Coffee Talk Jan 14th 2015

Okay so I'm sitting here this morning, trying to write the next segment of Nosferatu Adventures, trying to write part 2 of the All Jane Austen series of posts, thinking about wrestling -cause when am I not?- having a coffee and another slice of the fruitcake, and listening to the neighbours in the hallway scream at each other drunkenly. 
What a noisy morning.  I mean man, just the ideas running around in my brain colliding with each other like two heavy weights smashing off the ropes barreling towards each other with running loud enough, but add the noise of the people in the hallway, and you've got full on tables ladders and chairs.

And you're thinking, how does Jane Austen fit with a tag team hardcore match?  Simple, it's in my brain. Seriously, heroes, villains and the perception of the bad guy.

One of the main themes running through any JA story, is how the bad boy is missed for half the story because everyone wants to believe he's as sweet as their dream man. From Wickham to Willoughby, to Mr. Elton to Mr. Churchill, to Henry Crawford to Mr. Thorpe...all the villains start off by doing something extremely heroic (in the minds of the girls they seduce) before their heel turn comes about. (usually having to do with stealing money or seducing young girls giving them a reputation or both)

Perception of the bad guy.

Then of course the underdog swoops in and saves the day.

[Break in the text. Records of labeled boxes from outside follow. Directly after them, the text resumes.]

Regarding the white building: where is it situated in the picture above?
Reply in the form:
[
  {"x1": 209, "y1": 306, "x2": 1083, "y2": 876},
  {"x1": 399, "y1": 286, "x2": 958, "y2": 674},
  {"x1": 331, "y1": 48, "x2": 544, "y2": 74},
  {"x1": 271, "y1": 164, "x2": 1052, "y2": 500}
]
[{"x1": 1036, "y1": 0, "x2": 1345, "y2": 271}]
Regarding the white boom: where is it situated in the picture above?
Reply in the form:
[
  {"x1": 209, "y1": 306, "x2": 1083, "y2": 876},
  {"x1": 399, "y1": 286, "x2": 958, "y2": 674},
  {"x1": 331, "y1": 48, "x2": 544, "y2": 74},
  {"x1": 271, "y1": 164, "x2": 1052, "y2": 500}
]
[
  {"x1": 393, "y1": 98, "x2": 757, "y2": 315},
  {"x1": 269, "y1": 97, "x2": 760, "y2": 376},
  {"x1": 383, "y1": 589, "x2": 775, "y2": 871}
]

Much like a cruiser weight winning a five on one handicap match, gaining a number one contenders spot for the belt. Everyone loves the idea, they back him, cheer him, and get very upset when it's his turn to go rogue; in which case they label him a Willoughby. Or you know, worse a sell out. (sorry watching pieces of Monday night's Raw the whole Seth Rollins vs Cena vs Brock contract signing)

In the book and movie versions of the Jane Austen Book Club, there is this entire sub-plot about how Jane Austen dug bad boys. Whether or not Jane Austen meant the observations of the "bad boy" behavouir as a warning or gift of slight amusement, we may never know.  But the slightest nod of something other than complete straight laced nobility, got you labeled the villain. Ironically, all the male characters at some point show remorse for their worst offenses; of breaking the heroine's hearts, lending to a glimmer of a hero in them.

Again, perception. 

The hero. Everyone wants to be the hero, even when their not. (Seth Rollins might not ever be Mr. Darcy material, but he's hero worthy!)